Even better not only can we apply duality * to a vector space
we can also apply it to a linear transformation. For if
h:V-->W is a linear transformation then
we can associate h*:W*--> V*
defined by h*(f)(v)=f(h(v)), for f in
W*, and v in V.
The duality operation * is an example of a functor. It is a functor
from the category of vector spaces to itself.
If the abstraction hasn't killed you thus far (and there is plenty of time
for that later... :-) then you might want to think about this a little
more concretely in terms of bases.
So suppose that e1,...,en is a basis
of V. How might we fashion a basis for V*?
Well a typical vector in v in V can be written uniquely
as
v=a1e1 + ... + anen (*)
so if
f is in
V* then
f(v)=a1f(e1) + ... + anf(en)
so that we can write down what
f does to a general element of
V once we know where it sends the basis vectors
e1,...,en.
Conversely, given
n values for the images of these basis vectors
there is a uniquely determined element of
V*.
Let
ei*
in
V* be the unique linear transformation that
vanishes on
ej, for
j not
i and takes
the value 1 on
ei.
Consider
then e1*,...,en*.
We will show that these elements are a basis of
V* called the dual basis.
-
These linear maps are linearly independent. For if
b1e1* + ... + bnen*=0
for some scalars b1,...,bn then apply both sides
to a vector v as in (*) then we obtain
b1e1*(v) + ... + bnen*(v)=0
and so
b1a1 + ... + bnan=0
Now we can take the ai to be any values we like. For example
if we take a1=1 and the others to be zero then the above
equation tells us that b1=0. Similarly all the other
bi=0 and we have linear independence.
-
These maps span. For, take an arbitrary f in
V* and suppose that
f(ei)=ai. Then it is easy to see that
f=
a1e1* + ... + anen*
This shows that V and V* both have the same
dimension
and hence are isomorphic as vector spaces. But it turns out that
there is a deeper and more natural isomorphism between V and
V**. This latter object is the dual vector space
of the dual vector space of V.
To explain this we associate to an arbitary vector v in V*
an element of V**. Define fv in
V** by fv(g)=g(v), for g
in V*. Then we have a linear tranformation
FV:V-->V** defined by mapping v to fv.
Theorem
-
FV is an isomorphism
-
Further, whenever h:V-->W is a linear transformation
then
h**FV=FWh
This theorem means that not only is V isomorphic to
V** but that this isomorphism works well
with linear transformation between vector spaces.
Proof:
FV is injective for suppose that FV(v)=0.

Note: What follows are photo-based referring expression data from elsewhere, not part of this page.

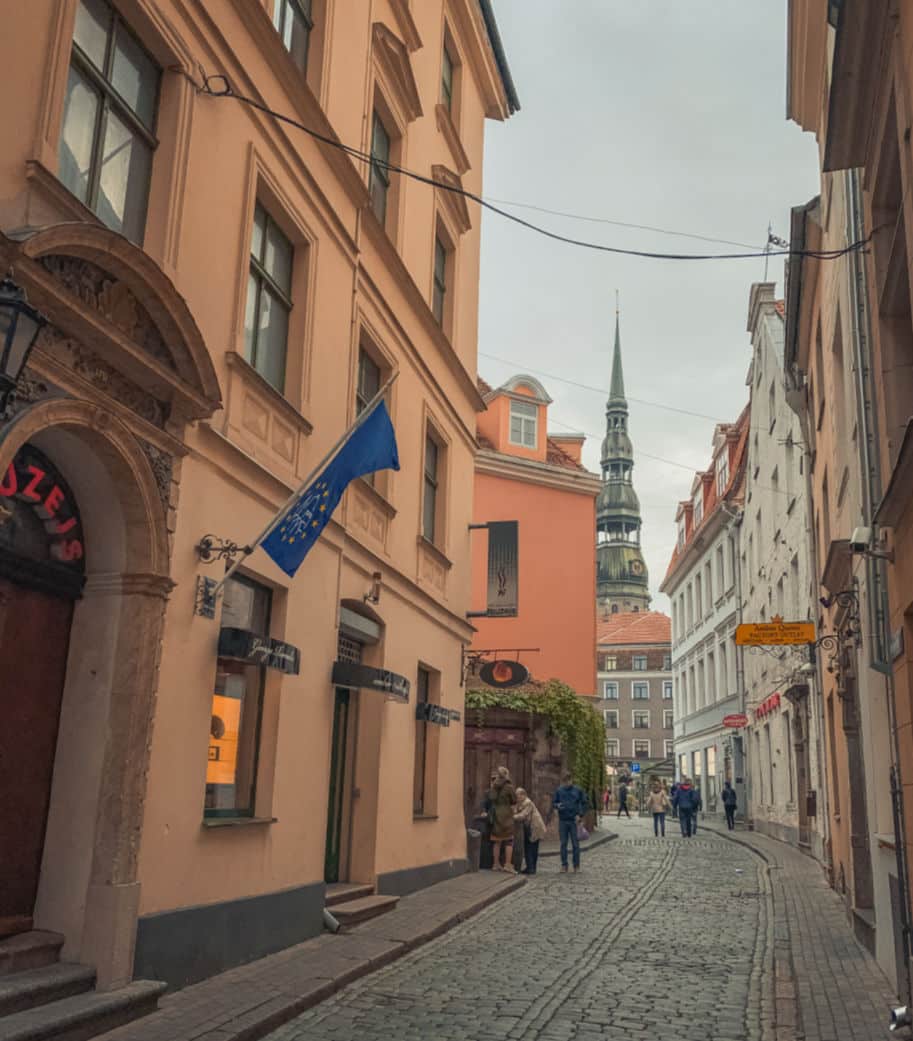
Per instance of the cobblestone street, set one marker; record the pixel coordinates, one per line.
(653, 939)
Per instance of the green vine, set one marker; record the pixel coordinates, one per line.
(578, 726)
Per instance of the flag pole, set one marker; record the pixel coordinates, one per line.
(293, 499)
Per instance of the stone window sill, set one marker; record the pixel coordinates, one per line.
(236, 821)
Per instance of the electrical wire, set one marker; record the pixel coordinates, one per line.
(227, 91)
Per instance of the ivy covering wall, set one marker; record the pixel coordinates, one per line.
(577, 725)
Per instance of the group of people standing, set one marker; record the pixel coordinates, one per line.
(516, 827)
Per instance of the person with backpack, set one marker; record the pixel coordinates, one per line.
(571, 804)
(730, 800)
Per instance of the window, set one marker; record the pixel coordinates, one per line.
(379, 182)
(429, 506)
(524, 419)
(721, 472)
(231, 767)
(107, 134)
(294, 23)
(438, 296)
(423, 690)
(269, 299)
(447, 66)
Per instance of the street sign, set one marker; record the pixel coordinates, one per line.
(775, 633)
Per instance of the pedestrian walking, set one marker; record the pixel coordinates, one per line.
(571, 804)
(533, 829)
(730, 801)
(657, 804)
(502, 800)
(686, 801)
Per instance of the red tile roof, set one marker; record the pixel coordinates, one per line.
(634, 627)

This means that g(v)=0 for all linear transformations. Applying this
to ei* we deduce that when we write
v as in (*) then ai=0. Surjectivity is now clear
because we know that
e1**,...,e1**
is a basis of V**. It is obvious that
FV(ei)=ei**.
It remains to prove the naturality property.
Well h**FV is a mapping from
V to W** so we have to see what this map does to a vector
v in V. So consider h**FV(v)
Apply this to g in W* to get
h**(FV(v))(g) This is the same as
FV(v)(h*(g)) which in turn
equals h*(g)(v). This is simply g(h(v))
which equals FW(h(v))(g), as needed.
What about infinite dimensional vector spaces? Well the isomorphism above
is only an injection in the more general case. To have any hope of an isomorphism
one has to have some sort of topology and make restrictions
on the linear transformations under consideration.